With the rise of remote work (and ultra fast Wi-Fi), virtual job interviews have become par for the course. But there’s an art to mastering them, and unfortunately, what works in an in-person interview doesn’t always work in one held on Zoom. Even the seemingly slightest mistake could cost a perfectly qualified candidate the gig at hand.
And they may not even realize that they’re making a mistake.
According to new research from resume-writing service TopResume, job candidates are blowing their virtual interviews by making the following flubs.
- Avoiding eye contact or staring into space.

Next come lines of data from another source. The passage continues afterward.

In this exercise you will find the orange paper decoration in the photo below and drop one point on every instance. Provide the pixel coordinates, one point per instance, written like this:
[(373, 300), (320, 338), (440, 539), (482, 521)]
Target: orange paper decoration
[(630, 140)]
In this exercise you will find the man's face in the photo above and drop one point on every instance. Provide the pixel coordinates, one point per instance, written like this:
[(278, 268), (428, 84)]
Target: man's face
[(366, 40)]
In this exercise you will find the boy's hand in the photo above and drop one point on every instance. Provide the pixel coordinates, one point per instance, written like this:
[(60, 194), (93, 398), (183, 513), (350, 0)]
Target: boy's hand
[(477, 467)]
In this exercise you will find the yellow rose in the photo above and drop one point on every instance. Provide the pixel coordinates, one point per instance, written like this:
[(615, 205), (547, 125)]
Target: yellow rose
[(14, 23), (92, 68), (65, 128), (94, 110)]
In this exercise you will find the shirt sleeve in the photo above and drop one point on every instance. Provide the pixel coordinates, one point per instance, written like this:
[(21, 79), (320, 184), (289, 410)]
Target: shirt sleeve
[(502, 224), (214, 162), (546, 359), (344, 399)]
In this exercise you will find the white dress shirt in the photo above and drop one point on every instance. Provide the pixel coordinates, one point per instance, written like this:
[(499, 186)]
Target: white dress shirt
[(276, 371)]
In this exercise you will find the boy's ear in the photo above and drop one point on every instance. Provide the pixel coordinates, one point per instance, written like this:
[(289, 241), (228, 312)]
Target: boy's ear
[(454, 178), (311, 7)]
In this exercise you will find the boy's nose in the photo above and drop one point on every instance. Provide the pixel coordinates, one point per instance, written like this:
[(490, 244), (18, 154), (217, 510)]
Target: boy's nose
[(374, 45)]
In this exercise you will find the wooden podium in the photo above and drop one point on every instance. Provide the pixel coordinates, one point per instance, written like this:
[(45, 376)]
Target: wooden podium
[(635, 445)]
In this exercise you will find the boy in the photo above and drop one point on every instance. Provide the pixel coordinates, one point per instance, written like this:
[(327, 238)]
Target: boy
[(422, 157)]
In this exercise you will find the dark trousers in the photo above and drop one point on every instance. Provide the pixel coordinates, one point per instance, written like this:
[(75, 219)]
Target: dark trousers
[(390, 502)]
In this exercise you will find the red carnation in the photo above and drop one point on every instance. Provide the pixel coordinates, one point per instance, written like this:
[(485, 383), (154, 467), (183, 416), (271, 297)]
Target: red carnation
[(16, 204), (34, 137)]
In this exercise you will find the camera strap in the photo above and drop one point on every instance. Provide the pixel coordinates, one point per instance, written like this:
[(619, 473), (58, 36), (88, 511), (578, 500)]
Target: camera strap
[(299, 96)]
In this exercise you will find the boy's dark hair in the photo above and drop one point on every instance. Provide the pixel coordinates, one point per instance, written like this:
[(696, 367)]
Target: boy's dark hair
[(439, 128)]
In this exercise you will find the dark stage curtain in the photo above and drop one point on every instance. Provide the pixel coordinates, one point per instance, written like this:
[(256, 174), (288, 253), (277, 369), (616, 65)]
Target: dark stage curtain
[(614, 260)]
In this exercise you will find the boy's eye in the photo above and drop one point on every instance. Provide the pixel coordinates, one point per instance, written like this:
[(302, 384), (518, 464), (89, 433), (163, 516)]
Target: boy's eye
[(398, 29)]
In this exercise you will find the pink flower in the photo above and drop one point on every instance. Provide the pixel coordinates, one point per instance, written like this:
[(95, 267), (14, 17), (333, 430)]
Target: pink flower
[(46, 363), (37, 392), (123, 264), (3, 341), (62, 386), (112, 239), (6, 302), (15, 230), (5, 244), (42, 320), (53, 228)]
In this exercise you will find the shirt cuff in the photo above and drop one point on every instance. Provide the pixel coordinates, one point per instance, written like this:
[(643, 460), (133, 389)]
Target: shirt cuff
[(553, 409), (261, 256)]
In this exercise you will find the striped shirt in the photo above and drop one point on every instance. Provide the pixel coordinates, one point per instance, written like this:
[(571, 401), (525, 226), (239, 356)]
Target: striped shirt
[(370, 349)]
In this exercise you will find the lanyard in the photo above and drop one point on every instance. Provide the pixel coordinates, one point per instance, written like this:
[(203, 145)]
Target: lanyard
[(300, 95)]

This was actually rated as the most costly mistake to make, and despite how unnatural it may feel to look into the camera while speaking, it is highly recommended over the alternative.
- Sitting in a messy room.
- Leaving inappropriate tabs or apps open when screen-sharing.

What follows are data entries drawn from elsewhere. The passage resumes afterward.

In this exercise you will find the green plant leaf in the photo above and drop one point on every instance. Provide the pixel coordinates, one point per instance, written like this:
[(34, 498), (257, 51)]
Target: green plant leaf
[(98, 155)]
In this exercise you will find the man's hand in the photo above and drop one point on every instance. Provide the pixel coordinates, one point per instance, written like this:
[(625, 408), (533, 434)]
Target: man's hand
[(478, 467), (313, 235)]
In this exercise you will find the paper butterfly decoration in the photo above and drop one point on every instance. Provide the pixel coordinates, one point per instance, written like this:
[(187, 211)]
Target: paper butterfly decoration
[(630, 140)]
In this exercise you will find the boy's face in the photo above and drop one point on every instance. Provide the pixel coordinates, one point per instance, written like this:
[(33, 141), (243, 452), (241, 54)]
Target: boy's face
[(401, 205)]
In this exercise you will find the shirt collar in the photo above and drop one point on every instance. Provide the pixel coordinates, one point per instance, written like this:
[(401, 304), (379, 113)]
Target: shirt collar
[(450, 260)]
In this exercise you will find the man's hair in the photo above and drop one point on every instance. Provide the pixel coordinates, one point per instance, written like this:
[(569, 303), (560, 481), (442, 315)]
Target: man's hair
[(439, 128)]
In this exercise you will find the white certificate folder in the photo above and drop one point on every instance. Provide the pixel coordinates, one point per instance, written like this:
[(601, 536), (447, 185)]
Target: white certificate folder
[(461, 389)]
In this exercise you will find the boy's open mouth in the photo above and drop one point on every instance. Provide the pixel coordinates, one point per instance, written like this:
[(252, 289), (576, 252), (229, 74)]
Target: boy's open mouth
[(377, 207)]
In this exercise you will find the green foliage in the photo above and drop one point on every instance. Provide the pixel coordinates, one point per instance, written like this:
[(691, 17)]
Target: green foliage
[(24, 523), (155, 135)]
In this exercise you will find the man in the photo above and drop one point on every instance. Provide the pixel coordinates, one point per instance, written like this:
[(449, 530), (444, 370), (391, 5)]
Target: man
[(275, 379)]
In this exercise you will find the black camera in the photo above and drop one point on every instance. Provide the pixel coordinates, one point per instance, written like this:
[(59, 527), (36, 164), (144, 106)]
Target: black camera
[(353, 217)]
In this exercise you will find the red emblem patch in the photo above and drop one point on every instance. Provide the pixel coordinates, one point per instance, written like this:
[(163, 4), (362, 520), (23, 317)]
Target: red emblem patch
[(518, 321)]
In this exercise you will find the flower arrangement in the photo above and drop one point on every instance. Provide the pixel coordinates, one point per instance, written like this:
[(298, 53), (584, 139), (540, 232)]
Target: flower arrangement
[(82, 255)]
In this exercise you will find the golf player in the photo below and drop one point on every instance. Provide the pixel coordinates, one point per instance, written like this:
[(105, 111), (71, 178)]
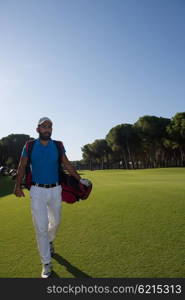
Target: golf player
[(45, 191)]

- Using an unprofessional background.
- Being interrupted by the candidate’s family members.
TopResume compiled the list by asking employers to cite the worst possible offenses a job candidate can commit.
Note that aside from the first botch on the list, none of these mistakes are of the sort that one could make during an in-person interview, which just goes to show how important it is that one refines their online etiquette for these Zoom-heavy times.

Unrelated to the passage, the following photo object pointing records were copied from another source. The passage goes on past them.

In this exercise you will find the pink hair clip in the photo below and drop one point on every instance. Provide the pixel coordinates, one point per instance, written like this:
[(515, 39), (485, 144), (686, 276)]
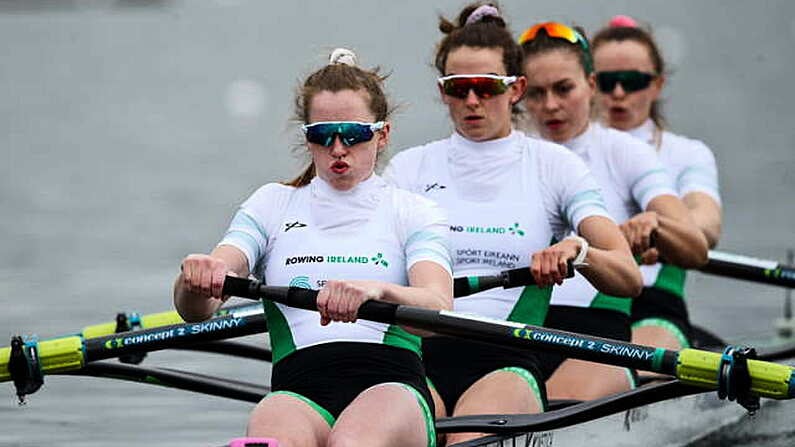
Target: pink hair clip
[(620, 21), (480, 12)]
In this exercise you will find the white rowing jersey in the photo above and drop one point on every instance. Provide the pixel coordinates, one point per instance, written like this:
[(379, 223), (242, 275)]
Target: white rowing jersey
[(692, 166), (631, 176), (506, 199), (303, 237)]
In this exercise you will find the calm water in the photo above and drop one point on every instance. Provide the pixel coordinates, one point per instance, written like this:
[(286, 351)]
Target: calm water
[(130, 131)]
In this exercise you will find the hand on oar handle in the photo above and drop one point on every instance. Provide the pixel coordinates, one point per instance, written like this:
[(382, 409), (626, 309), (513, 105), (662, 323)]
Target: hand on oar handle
[(554, 264), (203, 276), (341, 300)]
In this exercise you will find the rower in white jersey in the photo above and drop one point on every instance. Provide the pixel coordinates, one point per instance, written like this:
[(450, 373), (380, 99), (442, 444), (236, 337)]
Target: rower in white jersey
[(630, 77), (341, 229), (510, 198), (637, 190)]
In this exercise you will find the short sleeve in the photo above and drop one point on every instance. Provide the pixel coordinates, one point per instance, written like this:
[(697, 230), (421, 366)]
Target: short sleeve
[(646, 177), (700, 173), (425, 230), (570, 191), (256, 220)]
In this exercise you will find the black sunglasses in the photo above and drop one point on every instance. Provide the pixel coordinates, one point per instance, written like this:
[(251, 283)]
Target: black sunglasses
[(630, 80)]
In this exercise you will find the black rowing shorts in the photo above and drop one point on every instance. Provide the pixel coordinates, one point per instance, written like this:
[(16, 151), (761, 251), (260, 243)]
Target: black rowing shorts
[(598, 322), (332, 374), (454, 364), (657, 307)]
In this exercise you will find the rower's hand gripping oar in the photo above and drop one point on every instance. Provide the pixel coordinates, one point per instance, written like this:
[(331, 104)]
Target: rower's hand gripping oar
[(735, 374), (507, 279)]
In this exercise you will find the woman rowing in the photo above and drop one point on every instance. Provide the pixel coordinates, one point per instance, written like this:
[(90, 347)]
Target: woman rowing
[(336, 222), (630, 76), (637, 190), (512, 200)]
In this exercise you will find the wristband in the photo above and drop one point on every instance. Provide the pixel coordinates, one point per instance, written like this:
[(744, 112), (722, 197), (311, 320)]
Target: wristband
[(579, 260)]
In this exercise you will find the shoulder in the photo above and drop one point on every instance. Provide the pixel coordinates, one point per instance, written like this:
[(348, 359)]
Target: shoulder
[(685, 148), (405, 166), (269, 193), (267, 198)]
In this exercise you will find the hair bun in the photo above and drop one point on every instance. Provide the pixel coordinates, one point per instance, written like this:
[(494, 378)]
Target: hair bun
[(482, 11), (342, 56), (622, 21)]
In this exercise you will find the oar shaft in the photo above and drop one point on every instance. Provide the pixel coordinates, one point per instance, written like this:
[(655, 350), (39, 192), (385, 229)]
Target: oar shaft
[(690, 366), (174, 336), (750, 269)]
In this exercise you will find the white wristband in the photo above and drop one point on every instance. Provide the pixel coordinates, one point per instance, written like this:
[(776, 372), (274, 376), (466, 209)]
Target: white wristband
[(579, 260)]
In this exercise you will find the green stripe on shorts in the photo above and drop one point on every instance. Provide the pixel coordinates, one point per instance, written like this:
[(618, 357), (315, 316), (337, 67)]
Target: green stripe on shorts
[(531, 381), (330, 420), (430, 421)]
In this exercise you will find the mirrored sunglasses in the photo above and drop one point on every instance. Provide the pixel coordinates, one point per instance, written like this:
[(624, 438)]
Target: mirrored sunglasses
[(350, 132), (484, 85), (630, 80), (560, 31)]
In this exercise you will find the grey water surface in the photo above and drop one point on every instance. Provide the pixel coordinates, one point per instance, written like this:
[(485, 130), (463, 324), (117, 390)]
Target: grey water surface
[(131, 130)]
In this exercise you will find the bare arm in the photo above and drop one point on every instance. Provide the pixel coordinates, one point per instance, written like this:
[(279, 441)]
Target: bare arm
[(611, 268), (706, 214), (678, 240), (198, 288)]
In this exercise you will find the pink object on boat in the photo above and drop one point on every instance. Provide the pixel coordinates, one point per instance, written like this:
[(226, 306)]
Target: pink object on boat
[(253, 442), (622, 21)]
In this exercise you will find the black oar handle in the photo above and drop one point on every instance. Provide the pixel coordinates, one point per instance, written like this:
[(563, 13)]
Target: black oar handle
[(302, 298), (750, 269), (468, 285)]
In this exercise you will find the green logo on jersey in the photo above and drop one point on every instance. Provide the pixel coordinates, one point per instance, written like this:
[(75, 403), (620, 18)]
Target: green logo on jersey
[(514, 229), (379, 260), (301, 282)]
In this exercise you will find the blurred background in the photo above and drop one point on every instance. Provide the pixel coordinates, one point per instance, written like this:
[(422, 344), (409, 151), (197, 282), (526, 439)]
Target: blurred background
[(131, 130)]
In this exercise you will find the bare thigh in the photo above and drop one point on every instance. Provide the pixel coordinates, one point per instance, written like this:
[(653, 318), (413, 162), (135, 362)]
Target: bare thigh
[(500, 392), (385, 415), (290, 420), (655, 336), (581, 380)]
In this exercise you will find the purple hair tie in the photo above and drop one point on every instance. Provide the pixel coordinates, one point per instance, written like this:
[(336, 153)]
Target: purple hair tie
[(480, 12)]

“Although virtual interviews have become a ubiquitous part of the hiring process, even as more companies are requiring employees to return to the office, our data shows many job candidates have yet to master the art of the virtual interview — and it’s sabotaging their candidacy,” said Amanda Augustine, career expert for TopResume. “Fortunately, these mistakes can be easily avoided with modest preparation, while helping job seekers focus on connecting with the on-screen interviewer, demonstrate their qualifications, and better determine if it’s the right opportunity.”
In addition to being mindful to not make the five critical mistakes highlighted, job candidates partaking in Zoom interviews should also do the following, according to LinkedIn:
- Be in a brightly lit room.
- Use a fully charged or plugged in laptop that has all its software updates.
- Let everyone in your home know that you’re in an interview.
- Practice using Zoom or whatever software the interview will take place on before you hope into the interview.
- Test your audio and microphone beforehand.
- Silence your phone and desktop notifications.